Meet the first Odia and third Indian scientist Swati Nayak to receive this prestigious Norman Borlaug Field Award, 2023, for promoting rural innovation models!
This is the story of Swati Nayak, the pride of Odisha, who is currently working in Manila as the South Asia Regional Lead for Seed System and Product Management at the CGIAR-International Rice Research Institute (IRRI).
Her role focuses on making sure scientific advancements benefit farmers by promoting inclusive agricultural extension and technology transfer. This helps bridge the gap between science and practical benefits in farmers’ fields.

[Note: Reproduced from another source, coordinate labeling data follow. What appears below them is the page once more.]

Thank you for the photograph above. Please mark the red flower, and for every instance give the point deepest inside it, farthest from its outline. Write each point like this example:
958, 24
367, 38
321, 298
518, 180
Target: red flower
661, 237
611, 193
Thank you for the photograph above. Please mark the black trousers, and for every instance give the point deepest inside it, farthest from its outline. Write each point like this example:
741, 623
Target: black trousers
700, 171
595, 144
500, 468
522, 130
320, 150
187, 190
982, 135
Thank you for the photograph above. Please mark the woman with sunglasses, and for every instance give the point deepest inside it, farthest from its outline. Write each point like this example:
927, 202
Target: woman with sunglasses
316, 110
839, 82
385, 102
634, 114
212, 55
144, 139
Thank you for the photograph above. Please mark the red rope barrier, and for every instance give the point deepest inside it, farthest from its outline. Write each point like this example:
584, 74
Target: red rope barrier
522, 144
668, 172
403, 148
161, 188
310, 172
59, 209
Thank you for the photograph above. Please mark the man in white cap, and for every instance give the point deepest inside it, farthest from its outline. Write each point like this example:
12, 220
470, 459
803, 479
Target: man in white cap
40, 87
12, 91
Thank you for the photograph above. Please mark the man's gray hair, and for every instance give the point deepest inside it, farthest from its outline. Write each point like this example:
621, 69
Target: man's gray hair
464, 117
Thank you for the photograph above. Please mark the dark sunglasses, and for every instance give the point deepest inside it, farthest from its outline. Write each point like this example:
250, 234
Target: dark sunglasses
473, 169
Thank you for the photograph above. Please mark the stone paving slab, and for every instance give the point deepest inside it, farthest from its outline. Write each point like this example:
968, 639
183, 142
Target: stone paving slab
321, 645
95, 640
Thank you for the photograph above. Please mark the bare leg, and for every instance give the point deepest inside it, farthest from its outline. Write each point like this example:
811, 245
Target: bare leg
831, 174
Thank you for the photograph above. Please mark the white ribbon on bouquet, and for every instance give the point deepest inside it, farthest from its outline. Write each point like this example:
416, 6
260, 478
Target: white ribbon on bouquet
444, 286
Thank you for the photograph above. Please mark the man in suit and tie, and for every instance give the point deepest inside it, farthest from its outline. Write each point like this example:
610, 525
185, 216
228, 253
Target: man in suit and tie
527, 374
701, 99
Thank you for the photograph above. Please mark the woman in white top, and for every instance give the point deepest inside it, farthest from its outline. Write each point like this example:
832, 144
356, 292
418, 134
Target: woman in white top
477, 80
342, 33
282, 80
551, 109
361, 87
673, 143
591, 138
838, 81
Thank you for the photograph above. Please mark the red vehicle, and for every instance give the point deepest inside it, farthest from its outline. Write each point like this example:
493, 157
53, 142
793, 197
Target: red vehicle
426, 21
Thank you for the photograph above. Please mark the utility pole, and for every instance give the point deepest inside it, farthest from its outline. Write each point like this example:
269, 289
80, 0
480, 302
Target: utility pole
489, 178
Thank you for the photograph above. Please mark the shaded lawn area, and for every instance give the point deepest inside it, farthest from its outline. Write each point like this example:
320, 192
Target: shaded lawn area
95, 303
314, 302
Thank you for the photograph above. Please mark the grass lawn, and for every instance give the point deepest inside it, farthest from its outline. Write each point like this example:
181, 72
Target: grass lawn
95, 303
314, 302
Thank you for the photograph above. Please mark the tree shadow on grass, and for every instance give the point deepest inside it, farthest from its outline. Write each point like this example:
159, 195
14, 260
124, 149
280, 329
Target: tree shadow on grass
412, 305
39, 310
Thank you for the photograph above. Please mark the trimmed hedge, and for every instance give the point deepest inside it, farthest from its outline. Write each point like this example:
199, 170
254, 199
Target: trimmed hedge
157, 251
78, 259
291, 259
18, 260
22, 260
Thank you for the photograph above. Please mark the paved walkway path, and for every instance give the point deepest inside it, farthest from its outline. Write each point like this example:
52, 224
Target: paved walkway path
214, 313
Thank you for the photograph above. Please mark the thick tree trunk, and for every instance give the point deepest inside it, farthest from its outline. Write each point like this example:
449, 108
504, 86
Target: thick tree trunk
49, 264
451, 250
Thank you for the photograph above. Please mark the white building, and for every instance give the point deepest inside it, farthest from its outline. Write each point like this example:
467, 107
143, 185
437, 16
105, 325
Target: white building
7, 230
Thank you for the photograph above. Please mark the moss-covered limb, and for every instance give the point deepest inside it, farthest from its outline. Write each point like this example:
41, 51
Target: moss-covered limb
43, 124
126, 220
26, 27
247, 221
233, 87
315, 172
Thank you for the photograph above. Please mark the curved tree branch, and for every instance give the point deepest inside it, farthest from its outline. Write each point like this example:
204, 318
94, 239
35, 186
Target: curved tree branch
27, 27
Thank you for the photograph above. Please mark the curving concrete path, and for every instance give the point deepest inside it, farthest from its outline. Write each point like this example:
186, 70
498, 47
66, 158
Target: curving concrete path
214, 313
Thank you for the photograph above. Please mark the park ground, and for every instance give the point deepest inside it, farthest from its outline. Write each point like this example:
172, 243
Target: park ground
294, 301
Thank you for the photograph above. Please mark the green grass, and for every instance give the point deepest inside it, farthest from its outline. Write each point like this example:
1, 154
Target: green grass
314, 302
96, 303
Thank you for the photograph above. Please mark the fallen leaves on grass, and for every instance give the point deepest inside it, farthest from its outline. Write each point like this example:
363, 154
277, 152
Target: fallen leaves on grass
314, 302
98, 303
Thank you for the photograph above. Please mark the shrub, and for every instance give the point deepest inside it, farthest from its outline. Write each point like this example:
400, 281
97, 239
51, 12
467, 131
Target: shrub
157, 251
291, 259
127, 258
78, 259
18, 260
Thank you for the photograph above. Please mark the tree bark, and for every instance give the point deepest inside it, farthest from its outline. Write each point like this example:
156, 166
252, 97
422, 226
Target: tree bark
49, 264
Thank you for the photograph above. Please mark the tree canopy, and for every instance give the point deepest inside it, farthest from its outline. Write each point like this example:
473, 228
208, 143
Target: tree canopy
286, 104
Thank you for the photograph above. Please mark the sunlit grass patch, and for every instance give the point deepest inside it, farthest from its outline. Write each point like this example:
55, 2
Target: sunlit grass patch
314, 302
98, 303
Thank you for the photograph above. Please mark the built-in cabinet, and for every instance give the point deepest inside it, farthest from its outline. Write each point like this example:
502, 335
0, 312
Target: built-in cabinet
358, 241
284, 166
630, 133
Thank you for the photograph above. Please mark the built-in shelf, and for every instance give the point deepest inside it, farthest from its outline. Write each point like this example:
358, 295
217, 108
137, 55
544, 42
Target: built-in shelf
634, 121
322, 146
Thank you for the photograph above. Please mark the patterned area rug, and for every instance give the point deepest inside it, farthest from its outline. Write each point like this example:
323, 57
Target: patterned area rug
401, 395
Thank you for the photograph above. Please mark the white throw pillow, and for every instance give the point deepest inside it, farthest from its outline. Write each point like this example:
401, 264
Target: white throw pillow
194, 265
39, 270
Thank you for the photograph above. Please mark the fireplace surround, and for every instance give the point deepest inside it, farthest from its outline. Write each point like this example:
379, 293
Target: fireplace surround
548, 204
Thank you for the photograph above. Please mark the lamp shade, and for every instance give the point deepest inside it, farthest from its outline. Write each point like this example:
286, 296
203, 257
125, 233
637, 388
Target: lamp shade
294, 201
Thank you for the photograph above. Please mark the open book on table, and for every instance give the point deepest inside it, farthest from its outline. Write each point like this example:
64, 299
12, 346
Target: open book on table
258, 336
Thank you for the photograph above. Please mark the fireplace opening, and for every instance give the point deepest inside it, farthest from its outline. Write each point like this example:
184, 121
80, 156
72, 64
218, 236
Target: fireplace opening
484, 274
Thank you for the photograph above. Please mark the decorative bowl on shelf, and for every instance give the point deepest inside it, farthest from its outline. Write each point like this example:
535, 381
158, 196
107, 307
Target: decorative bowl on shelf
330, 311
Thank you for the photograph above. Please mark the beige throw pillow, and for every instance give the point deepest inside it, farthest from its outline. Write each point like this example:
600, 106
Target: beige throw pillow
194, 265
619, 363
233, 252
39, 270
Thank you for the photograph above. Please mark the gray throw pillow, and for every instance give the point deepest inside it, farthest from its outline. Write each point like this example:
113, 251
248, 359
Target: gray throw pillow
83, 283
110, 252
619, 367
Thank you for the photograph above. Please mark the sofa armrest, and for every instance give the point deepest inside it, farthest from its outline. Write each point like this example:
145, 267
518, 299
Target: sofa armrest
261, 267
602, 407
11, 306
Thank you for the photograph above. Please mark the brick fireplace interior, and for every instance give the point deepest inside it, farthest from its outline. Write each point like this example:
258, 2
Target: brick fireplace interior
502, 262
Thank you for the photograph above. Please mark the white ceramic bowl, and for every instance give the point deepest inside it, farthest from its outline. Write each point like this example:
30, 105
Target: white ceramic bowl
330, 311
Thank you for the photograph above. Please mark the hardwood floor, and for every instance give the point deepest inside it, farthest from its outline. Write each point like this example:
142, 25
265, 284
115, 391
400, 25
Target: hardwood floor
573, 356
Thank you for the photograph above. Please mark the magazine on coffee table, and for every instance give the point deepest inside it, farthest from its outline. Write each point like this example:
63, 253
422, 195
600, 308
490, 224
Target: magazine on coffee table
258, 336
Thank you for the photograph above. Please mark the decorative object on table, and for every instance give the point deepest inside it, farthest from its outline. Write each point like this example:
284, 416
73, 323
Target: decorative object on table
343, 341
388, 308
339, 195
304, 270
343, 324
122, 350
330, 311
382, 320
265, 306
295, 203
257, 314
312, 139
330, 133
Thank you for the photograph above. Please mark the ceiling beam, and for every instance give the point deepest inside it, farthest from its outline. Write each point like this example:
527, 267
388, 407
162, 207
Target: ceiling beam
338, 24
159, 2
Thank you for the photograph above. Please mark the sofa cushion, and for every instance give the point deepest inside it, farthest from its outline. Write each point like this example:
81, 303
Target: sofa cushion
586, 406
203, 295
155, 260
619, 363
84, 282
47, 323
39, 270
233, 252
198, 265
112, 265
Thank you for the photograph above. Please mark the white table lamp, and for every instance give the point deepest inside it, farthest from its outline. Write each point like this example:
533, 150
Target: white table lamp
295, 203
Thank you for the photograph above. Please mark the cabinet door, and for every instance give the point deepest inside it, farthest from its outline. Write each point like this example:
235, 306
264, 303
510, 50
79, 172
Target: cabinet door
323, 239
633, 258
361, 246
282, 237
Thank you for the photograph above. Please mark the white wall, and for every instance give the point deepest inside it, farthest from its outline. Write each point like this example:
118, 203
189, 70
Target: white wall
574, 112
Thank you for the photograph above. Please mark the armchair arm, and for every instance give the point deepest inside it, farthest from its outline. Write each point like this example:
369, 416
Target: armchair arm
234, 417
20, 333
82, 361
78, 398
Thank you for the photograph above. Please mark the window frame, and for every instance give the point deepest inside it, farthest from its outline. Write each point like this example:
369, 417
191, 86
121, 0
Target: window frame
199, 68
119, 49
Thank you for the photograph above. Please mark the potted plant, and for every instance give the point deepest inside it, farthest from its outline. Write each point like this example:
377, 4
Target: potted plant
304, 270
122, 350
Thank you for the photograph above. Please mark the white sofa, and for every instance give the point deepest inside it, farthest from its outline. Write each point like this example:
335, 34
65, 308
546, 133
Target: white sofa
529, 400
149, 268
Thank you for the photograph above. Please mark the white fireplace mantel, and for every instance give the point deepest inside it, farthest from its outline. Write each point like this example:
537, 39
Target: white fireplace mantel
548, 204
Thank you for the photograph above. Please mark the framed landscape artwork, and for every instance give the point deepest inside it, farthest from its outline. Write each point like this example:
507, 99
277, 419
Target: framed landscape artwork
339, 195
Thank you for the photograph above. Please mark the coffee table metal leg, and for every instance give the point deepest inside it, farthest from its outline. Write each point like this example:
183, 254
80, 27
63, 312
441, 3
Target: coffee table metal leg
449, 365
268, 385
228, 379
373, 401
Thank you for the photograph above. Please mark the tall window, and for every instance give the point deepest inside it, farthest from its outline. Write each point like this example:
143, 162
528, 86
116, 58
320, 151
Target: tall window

In 2021, through her efforts, women-led enterprises were able to produce, distribute, and sell approximately 8.5 metric tonnes of seeds to quality farmers, more than 40 percent of whom were women.
Swati Nayak grew up in Odisha’s Puri, and had no direct contact with farming in her younger days.
However, her interest in plant science led her to pursue a bachelor’s degree in agriculture from Acharya N.G. Ranga Agricultural University in Andhra Pradesh.
During her master’s in rural management at the Institute of Rural Management in Gujarat, she began working with farming communities, sparking her interest in applied research.
This passion eventually led Swati Nayak to earn a Ph.D. in Agriculture Extension Management and Technology Transfer from Amity University, Noida.
Swati Nayak was appointed to head the first-ever dedicated Indian government initiative for women farmers. She joined IRRI in 2013 and spearheaded groundbreaking research initiatives, led multidisciplinary teams, and forged collaborations with local communities, academia, students and stakeholders.
Swati Nayak was central to the massive effort toward the successful dissemination and adoption of more than 20 promising climate-resilient and biofortified rice varieties.
Her work stems from the observation that although many high-yielding varieties of seeds are being developed, not all farmers can access them, resulting in the stakeholders being deprived of the benefits of innovation. Nayak is trying to bridge this gap between scientific knowledge and its practical application by working closely with farmers.
One big success was eight years ago when she introduced the drought-resistant rice variety Sahbhagi dhan in Odisha’s Mayurbhanj. This made a big difference in farming in areas that rely on rain, and farmers started including it in their practices and diets.
She is a pioneer in extension and field research, as well as an inspiration to the many people, especially women, following her lead.